Headingley Cricket Ground in West Yorkshire has played host to some iconic moments in the Ashes’ rich history, with Ian Botham’s 149 runs in the second innings of the 1981 Series helping his England side become just the second team in history to win a Test after following on and the Ben Stokes-inspired ‘Headingley Miracle’ in 2019 just two of the standout moments in Leeds.
England entered this year’s Ashes as the favourites to regain the urn for the first time since 2015, but disappointing losses at Edgbaston and Lord’s meant Brendon McCullum’s side needed another phenomenal performance at Headingley to keep their hopes of winning the Ashes alive for the final two Tests at Old Trafford and the Oval.
2-0 down and the odds on England winning Ashes looking rather bleak, it was clear Stokes and McCullum needed to make changes to the squad for the third Test at Headingley — and they did just that, switching up their bowling attack by resting veteran Jimmy Anderson and Joshua Tongue and adding Chris Woakes and Mark Wood to the lineup.
Woakes hadn’t featured for England since they lost to the West Indies on a tour of the Caribbean in March 2022, which was before what is now known as the ‘Bazball’ era, while many had questioned the decision to leave Wood out at Lord’s given the lacklustre performances of England’s fast bowlers at Edgbaston and that he is considered something of a specialist at the iconic London venue.
Their inclusion at Headingley was better late than never though and selecting the duo — who are actually close friends off the pitch after forming a tight bond due to England’s alphabetical seating rule when it comes to flying and so on — proved to be a stroke of genius from the decision-makers in the camp as Woakes and Wood made all the difference in Yorkshire.
The Australians struggled to cope with Wood’s rapid deliveries, which were in excess of 90mph, in the first innings as he took an impressive five wickets for just 34 runs, while Woakes took out three Aussie batsmen himself as England bowled the visitors out for what appeared a manageable target of 263.
McCullum’s men fell 26 runs short in the end, but Woakes’ 10 off 10 balls and Wood’s 24 runs off just eight balls in the lower order were still imperative to closing the gap somewhat.

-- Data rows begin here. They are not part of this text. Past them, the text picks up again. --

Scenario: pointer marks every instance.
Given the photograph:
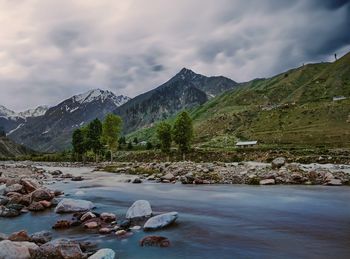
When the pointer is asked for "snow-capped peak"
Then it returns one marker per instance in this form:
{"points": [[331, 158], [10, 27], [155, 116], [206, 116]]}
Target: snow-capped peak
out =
{"points": [[102, 95], [38, 111], [4, 112]]}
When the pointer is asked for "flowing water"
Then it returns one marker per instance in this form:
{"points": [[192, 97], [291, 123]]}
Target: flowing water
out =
{"points": [[215, 221]]}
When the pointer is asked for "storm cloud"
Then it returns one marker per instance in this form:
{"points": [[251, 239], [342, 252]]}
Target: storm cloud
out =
{"points": [[51, 50]]}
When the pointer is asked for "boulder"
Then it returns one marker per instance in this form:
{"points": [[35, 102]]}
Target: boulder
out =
{"points": [[278, 162], [62, 224], [169, 177], [267, 182], [139, 209], [334, 182], [8, 213], [41, 237], [13, 250], [108, 217], [60, 249], [19, 236], [88, 215], [41, 195], [36, 206], [71, 205], [105, 253], [161, 221], [14, 188], [155, 241]]}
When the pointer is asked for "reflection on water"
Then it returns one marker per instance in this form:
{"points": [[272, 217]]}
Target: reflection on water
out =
{"points": [[226, 221]]}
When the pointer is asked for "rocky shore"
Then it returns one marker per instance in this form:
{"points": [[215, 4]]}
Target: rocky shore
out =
{"points": [[23, 190], [277, 172]]}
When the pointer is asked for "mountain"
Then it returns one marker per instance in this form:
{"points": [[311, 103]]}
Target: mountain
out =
{"points": [[52, 131], [185, 90], [10, 120], [9, 149], [295, 108]]}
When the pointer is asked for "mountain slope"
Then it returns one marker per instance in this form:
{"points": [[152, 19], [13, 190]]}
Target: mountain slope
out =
{"points": [[295, 108], [9, 149], [52, 131], [185, 90]]}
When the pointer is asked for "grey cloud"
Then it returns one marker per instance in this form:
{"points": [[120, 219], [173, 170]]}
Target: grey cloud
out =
{"points": [[53, 49]]}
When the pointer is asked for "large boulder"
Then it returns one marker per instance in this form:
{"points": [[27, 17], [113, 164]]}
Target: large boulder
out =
{"points": [[278, 162], [14, 250], [155, 241], [41, 195], [105, 253], [60, 249], [72, 205], [139, 209], [161, 221]]}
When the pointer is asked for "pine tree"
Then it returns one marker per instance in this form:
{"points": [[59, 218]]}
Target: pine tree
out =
{"points": [[183, 132], [164, 136], [110, 132], [94, 133]]}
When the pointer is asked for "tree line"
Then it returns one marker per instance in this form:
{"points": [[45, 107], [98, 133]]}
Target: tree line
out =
{"points": [[101, 138]]}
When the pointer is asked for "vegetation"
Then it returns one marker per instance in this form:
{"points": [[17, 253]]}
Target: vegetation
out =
{"points": [[183, 132], [111, 130]]}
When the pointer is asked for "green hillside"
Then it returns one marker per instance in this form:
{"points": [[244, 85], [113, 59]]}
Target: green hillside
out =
{"points": [[294, 108]]}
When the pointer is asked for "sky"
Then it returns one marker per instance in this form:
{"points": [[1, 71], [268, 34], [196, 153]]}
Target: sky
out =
{"points": [[53, 49]]}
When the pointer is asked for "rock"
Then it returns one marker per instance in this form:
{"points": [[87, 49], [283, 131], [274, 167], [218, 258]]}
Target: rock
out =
{"points": [[62, 224], [105, 231], [8, 213], [161, 221], [137, 180], [91, 225], [169, 176], [267, 182], [334, 182], [105, 253], [41, 237], [29, 185], [71, 205], [139, 209], [278, 162], [14, 188], [120, 232], [108, 217], [41, 195], [77, 178], [3, 236], [46, 204], [155, 241], [60, 249], [3, 200], [87, 216], [36, 206], [13, 250], [19, 236]]}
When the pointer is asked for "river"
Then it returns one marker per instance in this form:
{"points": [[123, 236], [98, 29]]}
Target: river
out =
{"points": [[215, 221]]}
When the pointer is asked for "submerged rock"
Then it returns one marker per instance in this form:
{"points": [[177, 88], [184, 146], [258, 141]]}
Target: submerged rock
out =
{"points": [[139, 209], [71, 205], [105, 253], [161, 221], [155, 241]]}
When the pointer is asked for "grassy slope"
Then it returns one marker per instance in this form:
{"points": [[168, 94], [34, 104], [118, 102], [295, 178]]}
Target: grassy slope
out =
{"points": [[303, 114]]}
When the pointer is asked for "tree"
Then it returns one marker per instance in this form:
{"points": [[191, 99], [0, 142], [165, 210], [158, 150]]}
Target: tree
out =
{"points": [[94, 133], [111, 128], [2, 132], [164, 136], [183, 132]]}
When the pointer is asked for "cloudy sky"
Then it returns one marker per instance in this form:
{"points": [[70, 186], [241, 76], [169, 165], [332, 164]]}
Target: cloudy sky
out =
{"points": [[52, 49]]}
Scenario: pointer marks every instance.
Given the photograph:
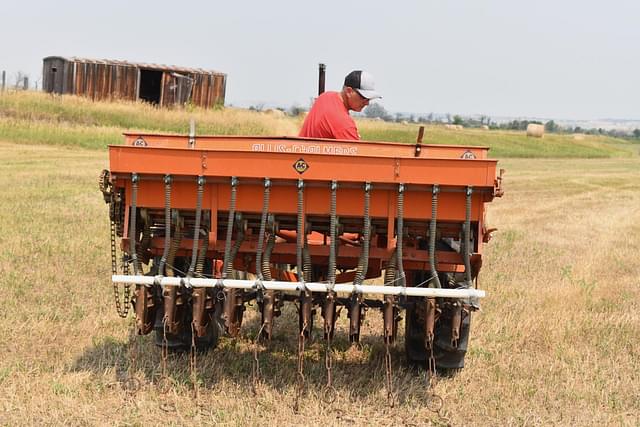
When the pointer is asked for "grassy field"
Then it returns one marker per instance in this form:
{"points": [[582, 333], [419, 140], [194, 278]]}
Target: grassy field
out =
{"points": [[38, 118], [556, 342]]}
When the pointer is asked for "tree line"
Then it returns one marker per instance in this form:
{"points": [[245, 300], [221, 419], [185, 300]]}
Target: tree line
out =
{"points": [[377, 111]]}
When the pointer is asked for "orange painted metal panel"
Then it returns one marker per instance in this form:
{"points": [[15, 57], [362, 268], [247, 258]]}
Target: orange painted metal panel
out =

Australia were able to weather the storm of Wood in the second innings, as he was restricted to just two wickets, but Woakes proved a danger instead — dismissing opener Usman Khawaja and middle-order batsmen Mitch Marsh and Alex Carey.
Local lad Harry Brook was the actual hero with the willow as he helped England chase down 251 with a stunning 75 off 93 balls just as the Series appeared to be over when Stokes and Jonny Bairstow were dismissed after lunch on day four. But when he was caught out, Woakes’ tally of 32 and Wood’s 16 secured the win — the former smashing Mitchell Starc for four to lift the proverbial roof off Headingley.